The quality and solid character of this cottage is surprising if it was indeed the cottage of a farm labourer. Even in the 1860s agricultural writers were commenting on the poor housing of Cornish farm workers and accusing farmers of spending more on their farm buildings than on the houses of the families who worked for them. A cottage of this type, with its separate parlour and kitchen and its two bedrooms, is more the kind of house that was built, according to the writer A.K. Hamilton Jenkin in Cornish Homes and Customs (1934), by someone just above the rank of labourer, but below that of yeoman farmer. 'To this order belonged the mine "captain", the skipper of the little coasting vessel, or the foreman of one of the many small works and foundries which at that time (mid 19th century) flourished in the western part of the country.'
It would be easy to imagine such a person living at the head of Frenchman's Creek, perhaps owning his own small boat and bringing his catch to the fish cellars at its mouth - shown on the Tithe Map as belonging to James Tremayne. Unfortunately the ten-yearly census returns, which are available for 1841 - 1881, contradict this impression. In these our cottage does not appear at all. Under the parish of Manaccan, in which Kestle Wartha occurs, the household at the farm itself is listed and so are three households at Tregithew (including the Mill) just to the south of the creek. But nothing at Frenchman's Pill. Turning instead to the parish of St Martin, on the west side of the creek, you certainly find Frenchman's Pill as a separate entry, after Trevidor and Withan Farms. But the only householder listed in 1841 is John Thomas, who on the evidence of the Tithe Map lived in the cottage on the other side of the stream. In the next three returns, there is still only one household listed at Frenchman's Pill and always under St Martin, so this must always be the other cottage.
The first edition of the 25" Ordnance Survey map, surveyed in 1878, also puts Frenchman's Pill on the west bank, although both cottages are clearly marked. By this time another cottage further down the creek, shown in 1840, has disappeared, but there is still a landing place, known as Withan Quay.
It is unusual for any household to be missed by the census, but this does sometimes seem to happen when the house is that of a servant - there is a house on Trevidor Farm on the Tithe Map that does not feature in the Census for example. The farmers at Kestle Wartha are always listed as employing at least one labourer in addition to domestic servants and it must have been they who lived in the cottage on the creek. Unless of course it was lived in by a succession of mariners who, for reasons best known to themselves, chose to be absent with their families, when the returning officer called.
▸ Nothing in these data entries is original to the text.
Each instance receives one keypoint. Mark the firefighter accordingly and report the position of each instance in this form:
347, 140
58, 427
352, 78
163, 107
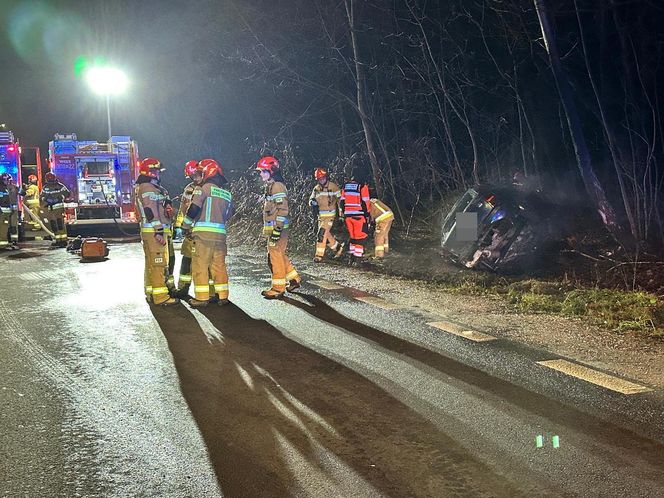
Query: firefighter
205, 224
381, 217
5, 214
275, 228
52, 198
30, 195
324, 200
193, 171
354, 204
13, 204
151, 209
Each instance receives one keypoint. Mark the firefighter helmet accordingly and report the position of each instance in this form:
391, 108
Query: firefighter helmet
150, 167
191, 167
320, 173
267, 163
210, 167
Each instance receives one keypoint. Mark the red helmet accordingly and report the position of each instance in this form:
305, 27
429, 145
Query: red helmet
267, 163
210, 167
150, 167
320, 173
191, 167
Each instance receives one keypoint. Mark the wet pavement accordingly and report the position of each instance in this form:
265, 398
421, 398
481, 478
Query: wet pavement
319, 394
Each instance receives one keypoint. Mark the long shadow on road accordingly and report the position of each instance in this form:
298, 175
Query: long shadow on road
281, 420
632, 446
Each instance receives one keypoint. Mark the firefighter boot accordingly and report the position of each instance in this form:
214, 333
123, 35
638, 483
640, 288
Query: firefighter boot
293, 285
197, 303
272, 294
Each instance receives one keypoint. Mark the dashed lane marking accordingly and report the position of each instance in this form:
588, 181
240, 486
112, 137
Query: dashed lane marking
595, 377
380, 302
325, 284
465, 332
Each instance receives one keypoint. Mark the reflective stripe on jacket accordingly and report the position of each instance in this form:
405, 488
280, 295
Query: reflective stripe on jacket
355, 197
379, 211
54, 194
275, 209
150, 198
326, 197
185, 202
215, 205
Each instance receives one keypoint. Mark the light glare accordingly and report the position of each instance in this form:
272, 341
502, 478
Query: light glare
106, 80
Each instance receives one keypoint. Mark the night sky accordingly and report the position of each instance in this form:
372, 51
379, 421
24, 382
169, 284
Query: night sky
173, 109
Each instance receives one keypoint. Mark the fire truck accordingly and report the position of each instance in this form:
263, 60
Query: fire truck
100, 176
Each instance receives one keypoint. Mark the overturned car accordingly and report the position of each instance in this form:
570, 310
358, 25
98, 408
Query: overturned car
503, 228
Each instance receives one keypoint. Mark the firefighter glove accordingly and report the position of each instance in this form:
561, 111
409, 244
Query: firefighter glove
159, 236
275, 235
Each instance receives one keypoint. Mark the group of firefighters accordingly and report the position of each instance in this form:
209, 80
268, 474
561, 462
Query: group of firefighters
45, 208
205, 208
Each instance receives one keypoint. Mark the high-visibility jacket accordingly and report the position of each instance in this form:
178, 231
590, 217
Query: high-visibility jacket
275, 208
32, 195
355, 199
54, 194
185, 202
379, 211
5, 204
326, 198
210, 209
150, 206
13, 196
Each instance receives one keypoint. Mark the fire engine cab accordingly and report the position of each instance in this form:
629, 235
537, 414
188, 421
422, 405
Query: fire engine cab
99, 175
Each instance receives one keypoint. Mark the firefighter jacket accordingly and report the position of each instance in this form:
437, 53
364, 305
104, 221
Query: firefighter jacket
13, 196
54, 194
275, 209
5, 204
185, 202
210, 209
326, 199
151, 206
379, 211
355, 199
31, 195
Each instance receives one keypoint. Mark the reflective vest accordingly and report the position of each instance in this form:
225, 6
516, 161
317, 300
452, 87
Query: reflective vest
215, 209
326, 197
355, 197
379, 211
275, 207
54, 195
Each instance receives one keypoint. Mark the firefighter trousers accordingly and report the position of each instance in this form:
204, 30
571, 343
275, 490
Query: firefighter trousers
324, 237
357, 232
13, 226
208, 267
156, 268
184, 280
56, 223
382, 237
282, 269
4, 228
33, 206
For the first half of the century Frenchman's Creek Cottage still belonged to Kestle Wartha and for most of that time was let as a labourer's cottage. The Edwardian lady who was sometimes seen there must have been one of their wives. Then, for two or three years before the Second World War, it was let to more exotic tenants. In her evocative and somewhat mannered book, The Helford River (1956) C.C. Vyvyan describes how she and her friend, Maria Pendragon, rented the whitewashed cottage at the head of the creek 'for picnics, day pleasures and lending to our friends.' They called it Cuckoo Cottage and furnished it with old stools and chintz and upholstered hip-baths. Her description of their expeditions there and of the refreshment it gave to its visitors, before they were all engulfed by war, should be read in full but one passage sums up the quality that it had for them:
'Sometimes Maria and I would meet there in the winter, she arriving by boat and I on foot, and we would sit over the fire talking at leisure about this world and many others. Or I would go down there alone, kindle a fire, settle myself in a hip-bath with a book or two beside me and enjoy complete solitude. Often, instead of reading, I would sit gazing out of the window at that wall of trees rising to the sky and feeling the quiet of that place as if it were soft music.'
After the War the cottage is said to have been let to a teacher, who kept a pig in the traditional fashion. Then in 1955 the cottage was sold to Mr and Mrs Hooper, who moved their belongings there by a combination of a coal lorry and an oyster boat. Their daughter, Susan, grew up on the creek and in 1983 the cottage was given to her. The National Trust by then owned much of the east bank and when it transpired that its owner was able to use it less and less frequently, so that it grew more and more derelict and vandalised, they suggested to the Landmark a joint scheme for its acquisition and use.
Accordingly it was acquired by the National Trust in 1987 and leased to Landmark shortly afterwards.